Я читала, что индейцы делают амулеты в виде тряпичных куколок и держат их при себе в мешочках. Каждый вечер они достают куколку из мешочка и делятся с ней своими горестями. А потом кладут обратно в мешочек и суют его под подушку. Утром, когда они просыпаются, от горести не остается и следа, потому что во сне к ним приходит решение проблемы. Вдохновленная примером индейцев, я отрезала секатором уши Бустера, прежде чем засунуть его в мешок. Я положила их в старый тканевый мешочек, в котором раньше хранила шарики. Вернувшись домой, я тщательно почистила топор, лопату, секатор и свою одежду. Мешочек я положила возле кровати.

Не знаю, как именно индейцы общались со своими куколками, но я в тот вечер рассказала обо всех своих горестях мешочку с ушами Бустера. Потом сунула его под подушку и заснула так глубоко и безмятежно, как мог спать только белокурый мальчик, осененный крестом. Проснулась я бодрая как никогда.

«Мама причинила мне боль, но умереть пришлось другому существу, разве это справедливо?» — укоряло мое светлое «я», а мое черное «я» возражало, что другое существо тоже сотворило немало зла. За что и наказано. Благодаря наказанию зло превратилось в добро. А у меня теперь всегда были при себе уши, готовые меня выслушать. Они помогли мне выработать стратегию выживания. Я разговаривала с ними, пытаясь найти путь в жизни, даже если путь этот вел через смерть. Бустер, которого я так ненавидела, стал моим союзником. Теперь я простила его, потому что его уши научили меня: любую проблему можно решить.


26 июня

Вчера я в тревоге бродила вокруг дома, по саду и вдоль моря. Я не находила покоя даже среди моих роз, хотя они пахнут сейчас просто божественно. Я вижу перед собой бутылку с маслом и уксусом: масло внизу, уксус сверху — это потому, что у этих жидкостей разная плотность. Если встряхнуть бутылку, они перемешаются и приобретут новый цвет. Точно так же происходит с хорошими и плохими переживаниями. Внизу лежат плохие, и если бутылку не встряхивать, они там и останутся. Хорошие переживания лежат сверху. Те и другие не влияют друг на друга, не усиливаясь и не ослабевая, они просто сосуществуют рядом.
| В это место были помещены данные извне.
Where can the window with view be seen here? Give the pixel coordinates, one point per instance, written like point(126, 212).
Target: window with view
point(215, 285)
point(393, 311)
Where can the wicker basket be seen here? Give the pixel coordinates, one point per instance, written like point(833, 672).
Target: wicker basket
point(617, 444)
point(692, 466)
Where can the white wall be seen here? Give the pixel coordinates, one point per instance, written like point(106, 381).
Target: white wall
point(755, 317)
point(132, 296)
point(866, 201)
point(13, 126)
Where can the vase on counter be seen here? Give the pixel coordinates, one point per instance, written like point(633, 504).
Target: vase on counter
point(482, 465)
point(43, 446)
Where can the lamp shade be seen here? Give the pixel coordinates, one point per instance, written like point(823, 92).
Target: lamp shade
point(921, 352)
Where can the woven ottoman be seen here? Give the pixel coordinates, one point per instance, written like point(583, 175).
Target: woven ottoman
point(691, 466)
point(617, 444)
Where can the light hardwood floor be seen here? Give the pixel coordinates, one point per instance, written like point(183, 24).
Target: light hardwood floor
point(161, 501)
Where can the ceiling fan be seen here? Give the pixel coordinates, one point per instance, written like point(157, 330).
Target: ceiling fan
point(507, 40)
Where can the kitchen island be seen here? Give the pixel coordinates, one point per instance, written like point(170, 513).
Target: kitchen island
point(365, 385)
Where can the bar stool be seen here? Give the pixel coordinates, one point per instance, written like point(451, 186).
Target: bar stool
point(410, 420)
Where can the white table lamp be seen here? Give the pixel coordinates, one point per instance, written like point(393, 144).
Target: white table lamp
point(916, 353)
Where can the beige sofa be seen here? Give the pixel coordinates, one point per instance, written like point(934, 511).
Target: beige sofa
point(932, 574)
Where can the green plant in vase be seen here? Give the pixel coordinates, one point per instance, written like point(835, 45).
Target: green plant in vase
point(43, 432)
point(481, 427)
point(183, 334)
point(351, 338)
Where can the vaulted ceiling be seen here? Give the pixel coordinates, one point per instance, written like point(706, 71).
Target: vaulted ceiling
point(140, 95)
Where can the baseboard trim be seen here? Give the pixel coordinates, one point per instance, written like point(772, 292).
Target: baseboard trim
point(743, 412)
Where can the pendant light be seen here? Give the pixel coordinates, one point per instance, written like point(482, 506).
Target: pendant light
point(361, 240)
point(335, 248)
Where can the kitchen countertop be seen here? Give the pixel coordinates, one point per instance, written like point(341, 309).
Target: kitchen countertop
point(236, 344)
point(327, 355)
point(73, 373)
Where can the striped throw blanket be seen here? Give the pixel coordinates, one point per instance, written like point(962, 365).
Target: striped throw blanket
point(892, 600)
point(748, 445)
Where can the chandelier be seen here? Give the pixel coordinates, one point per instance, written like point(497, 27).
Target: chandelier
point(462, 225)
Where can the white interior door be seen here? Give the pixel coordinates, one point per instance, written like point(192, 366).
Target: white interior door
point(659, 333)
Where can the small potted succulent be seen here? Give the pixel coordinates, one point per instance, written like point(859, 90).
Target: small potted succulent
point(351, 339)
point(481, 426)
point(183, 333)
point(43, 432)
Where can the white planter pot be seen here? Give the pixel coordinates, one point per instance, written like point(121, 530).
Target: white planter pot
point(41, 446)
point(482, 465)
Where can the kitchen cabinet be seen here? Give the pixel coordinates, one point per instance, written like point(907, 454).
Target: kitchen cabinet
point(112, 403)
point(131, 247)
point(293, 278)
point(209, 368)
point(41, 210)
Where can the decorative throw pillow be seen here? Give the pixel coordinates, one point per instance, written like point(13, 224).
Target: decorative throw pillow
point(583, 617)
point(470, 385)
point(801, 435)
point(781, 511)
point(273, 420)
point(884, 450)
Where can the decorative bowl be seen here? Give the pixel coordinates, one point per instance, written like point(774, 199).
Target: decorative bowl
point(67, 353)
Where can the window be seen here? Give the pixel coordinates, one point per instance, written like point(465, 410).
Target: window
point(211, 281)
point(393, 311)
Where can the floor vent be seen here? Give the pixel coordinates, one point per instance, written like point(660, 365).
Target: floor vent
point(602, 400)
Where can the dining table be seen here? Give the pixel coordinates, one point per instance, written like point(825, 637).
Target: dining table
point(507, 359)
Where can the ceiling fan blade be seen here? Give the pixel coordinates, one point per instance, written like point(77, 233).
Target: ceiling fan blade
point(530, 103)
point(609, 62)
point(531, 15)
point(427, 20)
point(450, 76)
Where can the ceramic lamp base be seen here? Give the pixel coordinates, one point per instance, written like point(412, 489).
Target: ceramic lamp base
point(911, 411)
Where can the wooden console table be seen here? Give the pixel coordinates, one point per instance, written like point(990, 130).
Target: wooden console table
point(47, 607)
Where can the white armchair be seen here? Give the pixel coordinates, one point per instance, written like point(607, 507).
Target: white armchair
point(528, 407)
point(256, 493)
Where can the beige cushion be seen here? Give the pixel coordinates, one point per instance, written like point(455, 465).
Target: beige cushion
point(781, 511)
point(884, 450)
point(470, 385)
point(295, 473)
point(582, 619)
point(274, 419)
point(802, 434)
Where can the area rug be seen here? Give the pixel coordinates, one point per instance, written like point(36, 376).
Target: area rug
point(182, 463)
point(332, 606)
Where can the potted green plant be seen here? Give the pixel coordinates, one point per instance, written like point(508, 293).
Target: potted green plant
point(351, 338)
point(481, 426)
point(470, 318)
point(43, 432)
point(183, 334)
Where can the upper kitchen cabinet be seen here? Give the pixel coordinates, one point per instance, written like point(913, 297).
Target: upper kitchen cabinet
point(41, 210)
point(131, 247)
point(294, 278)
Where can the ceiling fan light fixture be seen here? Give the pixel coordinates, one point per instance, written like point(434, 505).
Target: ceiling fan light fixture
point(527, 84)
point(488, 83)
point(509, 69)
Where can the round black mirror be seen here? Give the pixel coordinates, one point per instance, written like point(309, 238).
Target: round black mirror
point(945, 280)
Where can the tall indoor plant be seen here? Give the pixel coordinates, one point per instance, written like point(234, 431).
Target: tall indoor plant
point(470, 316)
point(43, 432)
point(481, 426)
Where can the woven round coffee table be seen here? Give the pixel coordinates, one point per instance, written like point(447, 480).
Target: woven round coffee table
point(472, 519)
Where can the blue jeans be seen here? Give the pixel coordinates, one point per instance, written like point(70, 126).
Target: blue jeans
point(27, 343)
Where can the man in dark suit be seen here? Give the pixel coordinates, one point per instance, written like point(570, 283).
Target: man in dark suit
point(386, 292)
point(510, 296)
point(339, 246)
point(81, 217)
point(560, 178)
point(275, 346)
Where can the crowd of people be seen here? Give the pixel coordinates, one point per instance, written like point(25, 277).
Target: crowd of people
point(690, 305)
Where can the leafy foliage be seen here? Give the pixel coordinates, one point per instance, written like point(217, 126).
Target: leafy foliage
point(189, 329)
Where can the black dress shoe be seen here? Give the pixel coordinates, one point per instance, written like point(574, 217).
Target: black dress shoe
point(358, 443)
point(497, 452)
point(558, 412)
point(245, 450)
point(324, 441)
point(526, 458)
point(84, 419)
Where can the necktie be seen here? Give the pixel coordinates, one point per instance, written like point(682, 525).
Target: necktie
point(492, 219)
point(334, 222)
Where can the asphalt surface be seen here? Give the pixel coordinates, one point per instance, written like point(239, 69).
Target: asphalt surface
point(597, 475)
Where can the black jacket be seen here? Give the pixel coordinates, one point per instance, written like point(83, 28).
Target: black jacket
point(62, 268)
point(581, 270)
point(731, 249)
Свен всегда с недоверием относился к психоанализу, он вообще терпеть не может понятия, начинающиеся с «психо» или «соц», потому что с его точки зрения идти к психоаналитику — это не что иное, как встряхивать бутылку, чтобы все внутри перемешалось. В какой-то мере он прав, хотя я не сужу столь категорично. Меня интригует этот третий цвет, получающийся в результате смешивания добра и зла.

Во всяком случае, я так растрясла свою бутылку, что в ней начался настоящий шторм, и получившаяся смесь поистине взрывоопасна. Я знаю, что не могу полагаться на свою память. Некоторые разговоры я помню слово в слово, другие смутно. К тому же, у меня теперь другое представление о времени. Несколько часов для ребенка могут быть важнее целого года. А взрослому такое трудно представить. Но повторю: пара часов иногда значит больше, чем несколько лет.

В попытке успокоиться я взяла с собой в церковь Свена. Это при том, что я до сих пор не разобралась в своих отношениях с Богом. Он там, наверху, а я тут, внизу. Мы со Свеном сидели в церкви и слушали проповедь священника о том, что все люди — комки глины, из которых сами могут вылепить, что захотят. И в наших силах сделать свое пребывание на земле как можно более гармоничным. Наверное, священник хотел сказать, что у нас есть свобода выбора и что мы способны формировать свою судьбу, надо только набраться терпения и вылепить что-нибудь пооригинальнее. В этом я была с ним согласна. Летом проповеди всегда более интересные, да и хор пел вполне пристойно, а в конце службы все посетители получили в подарок пакет с комком глины, из которого могли дома слепить, что пожелают.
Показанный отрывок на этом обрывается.